Landscape Stories: What poetry or artist influenced your beginnings most? Where can the roots of your work be found? Jan Kempenaers: I started my studies in the mid-80s at The Royal Academy in Ghent, where I’m now teaching and doing research. At that time, the photography department was really into Henri Cartier Bresson’s The Decisive Moment. I wasn’t so keen on it, it was frustrating because I always had the idea that you have missed out on the best moments in these photographs.
I was looking for something else in the first year of the studies. In the library, I discovered two books by Robert Adams – From The Missouri West and Los Angeles Spring, and also a book by Lewis Baltz called Park City. I was looking to these photographers around ‘86. After that I started making photographs in which you could see several functions in the landscape, often with strange combinations between the things you could identify, like roads, industry and housing.
Landscape Stories: How much have the New Topographics movement and Land Art been a source of inspiration for you when you started to search for your photographic style?
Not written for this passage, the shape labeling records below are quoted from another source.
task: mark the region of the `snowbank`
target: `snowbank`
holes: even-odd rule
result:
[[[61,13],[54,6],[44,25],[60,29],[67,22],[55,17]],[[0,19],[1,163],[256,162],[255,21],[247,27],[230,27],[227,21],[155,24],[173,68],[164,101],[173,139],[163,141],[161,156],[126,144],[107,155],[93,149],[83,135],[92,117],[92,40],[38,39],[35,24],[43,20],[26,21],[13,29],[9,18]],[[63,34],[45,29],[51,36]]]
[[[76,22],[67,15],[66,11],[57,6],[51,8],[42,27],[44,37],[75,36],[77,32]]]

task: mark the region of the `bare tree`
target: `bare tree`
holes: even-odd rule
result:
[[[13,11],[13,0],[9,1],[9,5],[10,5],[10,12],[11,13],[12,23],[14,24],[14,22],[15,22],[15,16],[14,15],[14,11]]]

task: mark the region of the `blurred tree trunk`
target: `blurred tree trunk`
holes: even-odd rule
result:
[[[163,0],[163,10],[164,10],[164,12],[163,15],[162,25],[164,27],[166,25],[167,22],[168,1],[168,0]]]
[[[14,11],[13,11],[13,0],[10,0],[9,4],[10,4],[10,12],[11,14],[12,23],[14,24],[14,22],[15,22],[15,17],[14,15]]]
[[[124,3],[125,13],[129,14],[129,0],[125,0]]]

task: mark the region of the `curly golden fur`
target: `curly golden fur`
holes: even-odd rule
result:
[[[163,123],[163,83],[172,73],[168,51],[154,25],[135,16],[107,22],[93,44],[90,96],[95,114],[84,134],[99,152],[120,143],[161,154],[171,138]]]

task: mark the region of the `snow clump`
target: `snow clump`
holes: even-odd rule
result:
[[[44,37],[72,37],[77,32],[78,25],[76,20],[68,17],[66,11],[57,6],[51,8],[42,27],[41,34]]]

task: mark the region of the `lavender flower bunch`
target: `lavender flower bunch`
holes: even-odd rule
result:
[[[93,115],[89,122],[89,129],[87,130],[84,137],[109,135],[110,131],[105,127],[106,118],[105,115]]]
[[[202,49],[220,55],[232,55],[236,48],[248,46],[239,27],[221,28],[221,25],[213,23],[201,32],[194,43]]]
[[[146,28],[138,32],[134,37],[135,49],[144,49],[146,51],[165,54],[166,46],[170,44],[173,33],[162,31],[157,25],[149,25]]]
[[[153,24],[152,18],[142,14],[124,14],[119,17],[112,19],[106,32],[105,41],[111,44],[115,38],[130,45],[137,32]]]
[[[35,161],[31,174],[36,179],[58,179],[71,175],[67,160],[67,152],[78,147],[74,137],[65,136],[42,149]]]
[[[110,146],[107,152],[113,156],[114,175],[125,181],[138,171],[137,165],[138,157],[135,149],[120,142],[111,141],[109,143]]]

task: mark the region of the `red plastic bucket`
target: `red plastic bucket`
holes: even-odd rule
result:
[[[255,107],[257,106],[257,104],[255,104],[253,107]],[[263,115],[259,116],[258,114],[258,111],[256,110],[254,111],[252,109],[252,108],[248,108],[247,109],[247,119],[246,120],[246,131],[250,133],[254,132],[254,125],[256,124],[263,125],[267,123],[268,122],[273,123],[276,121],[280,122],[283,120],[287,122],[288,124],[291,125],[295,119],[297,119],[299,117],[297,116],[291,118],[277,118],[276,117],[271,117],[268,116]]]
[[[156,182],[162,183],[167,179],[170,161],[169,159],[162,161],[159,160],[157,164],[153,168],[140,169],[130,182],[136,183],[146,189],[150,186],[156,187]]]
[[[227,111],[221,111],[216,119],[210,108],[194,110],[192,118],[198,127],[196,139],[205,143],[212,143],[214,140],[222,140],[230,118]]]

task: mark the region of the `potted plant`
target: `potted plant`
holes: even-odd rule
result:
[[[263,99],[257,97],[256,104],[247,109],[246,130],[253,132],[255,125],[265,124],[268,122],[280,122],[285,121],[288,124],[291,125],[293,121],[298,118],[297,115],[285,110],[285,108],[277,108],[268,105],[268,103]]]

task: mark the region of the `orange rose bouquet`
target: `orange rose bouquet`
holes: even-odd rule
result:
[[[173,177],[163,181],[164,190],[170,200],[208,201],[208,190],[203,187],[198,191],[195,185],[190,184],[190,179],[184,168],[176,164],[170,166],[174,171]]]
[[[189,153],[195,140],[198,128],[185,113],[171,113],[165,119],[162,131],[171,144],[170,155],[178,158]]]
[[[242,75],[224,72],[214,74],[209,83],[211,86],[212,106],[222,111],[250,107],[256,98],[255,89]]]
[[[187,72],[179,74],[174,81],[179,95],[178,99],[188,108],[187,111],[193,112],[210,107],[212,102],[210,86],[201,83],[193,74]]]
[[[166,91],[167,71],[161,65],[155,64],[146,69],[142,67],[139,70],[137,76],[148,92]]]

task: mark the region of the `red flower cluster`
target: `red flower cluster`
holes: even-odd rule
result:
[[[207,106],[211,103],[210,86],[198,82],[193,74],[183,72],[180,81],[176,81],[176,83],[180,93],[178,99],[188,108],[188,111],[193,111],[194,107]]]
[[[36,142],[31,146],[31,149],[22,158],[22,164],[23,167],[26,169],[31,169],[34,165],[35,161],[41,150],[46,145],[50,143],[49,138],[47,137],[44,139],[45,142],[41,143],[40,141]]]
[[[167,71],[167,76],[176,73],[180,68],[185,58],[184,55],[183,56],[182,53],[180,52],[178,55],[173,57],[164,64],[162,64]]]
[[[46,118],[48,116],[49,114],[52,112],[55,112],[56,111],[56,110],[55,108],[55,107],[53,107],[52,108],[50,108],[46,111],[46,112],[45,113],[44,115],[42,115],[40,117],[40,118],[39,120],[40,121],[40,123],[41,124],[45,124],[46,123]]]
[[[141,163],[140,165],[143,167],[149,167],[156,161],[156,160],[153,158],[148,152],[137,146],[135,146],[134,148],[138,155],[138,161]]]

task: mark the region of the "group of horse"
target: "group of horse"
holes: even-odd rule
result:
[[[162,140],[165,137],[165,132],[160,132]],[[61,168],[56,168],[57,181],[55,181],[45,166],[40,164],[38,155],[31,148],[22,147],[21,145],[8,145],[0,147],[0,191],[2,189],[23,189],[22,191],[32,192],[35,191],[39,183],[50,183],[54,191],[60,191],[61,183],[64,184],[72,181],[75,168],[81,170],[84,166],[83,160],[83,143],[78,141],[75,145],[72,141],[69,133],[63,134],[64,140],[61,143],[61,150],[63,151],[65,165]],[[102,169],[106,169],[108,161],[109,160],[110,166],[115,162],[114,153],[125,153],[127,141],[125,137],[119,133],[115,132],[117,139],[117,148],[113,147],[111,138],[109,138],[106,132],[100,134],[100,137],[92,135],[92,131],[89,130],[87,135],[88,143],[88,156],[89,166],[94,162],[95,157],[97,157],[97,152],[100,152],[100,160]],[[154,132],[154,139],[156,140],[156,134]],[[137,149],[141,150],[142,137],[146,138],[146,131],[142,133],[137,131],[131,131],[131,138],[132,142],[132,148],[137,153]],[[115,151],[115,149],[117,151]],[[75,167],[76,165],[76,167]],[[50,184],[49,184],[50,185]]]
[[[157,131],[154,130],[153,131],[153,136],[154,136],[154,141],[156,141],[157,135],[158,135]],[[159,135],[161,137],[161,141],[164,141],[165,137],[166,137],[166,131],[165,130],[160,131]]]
Jan Kempenaers: Robert Adams and Lewis Baltz are definitely two artists from the New Topographics period. I saw the book on the New Topographics in the mid-80s and the photographs from the show in ’75. During this time John Davies’ book Green and Pleasant Land also appealed to me. Land Art was not really the thing that grabbed my attention.
Landscape Stories: Do you gather specific information about what you are going to photograph? Do you already have an idea about the photo project when you start the journey? How important is your preparatory work? Jan Kempenaers: It depends a bit on the project. If I think about the Spomenik project then its important to prepare an itinerary and gather information about it. You have to know that the monuments are there and more or less where they are. In this case, it is difficult to make photographs without knowing where or what to find.
For landscape photography in general, I think travelling is important – just travelling around and seeing what appears in your way. Not with the fixed idea of what you will photograph but more from the idea of registering what’s happening around you – using intuition more than knowing what you want to find.
Landscape Stories: How does the project evolve from when you start shooting? How do you choose the places you photograph? Jan Kempenaers:Firstly, it is important to look at the place to see if it’s an interesting subject. When I find a subject I can already imagine what the image is going to look like, so it’s often based on the experience of finding the subject within the landscape. The duration of the project also depends on the subject itself – sometimes I find an interesting subject, and think that it might be nice to make more photos of the same – a series can develop in the process. In other instances I look for similar subjects that can make a series of photographs afterwards. With the Spomenik project it’s something completely different. This happened to me in Ireland, Scotland and New Zealand. You really have to be focused, otherwise it can be difficult. It’s like this for me here in Belgium – it is important that I have the experience of a landscape for the first time, otherwise I become too familiar with it and can’t see the image anymore. It’s impossible if you’ve seen it 100 times already. That’s why traveling is so important – you always encounter new things one after the other.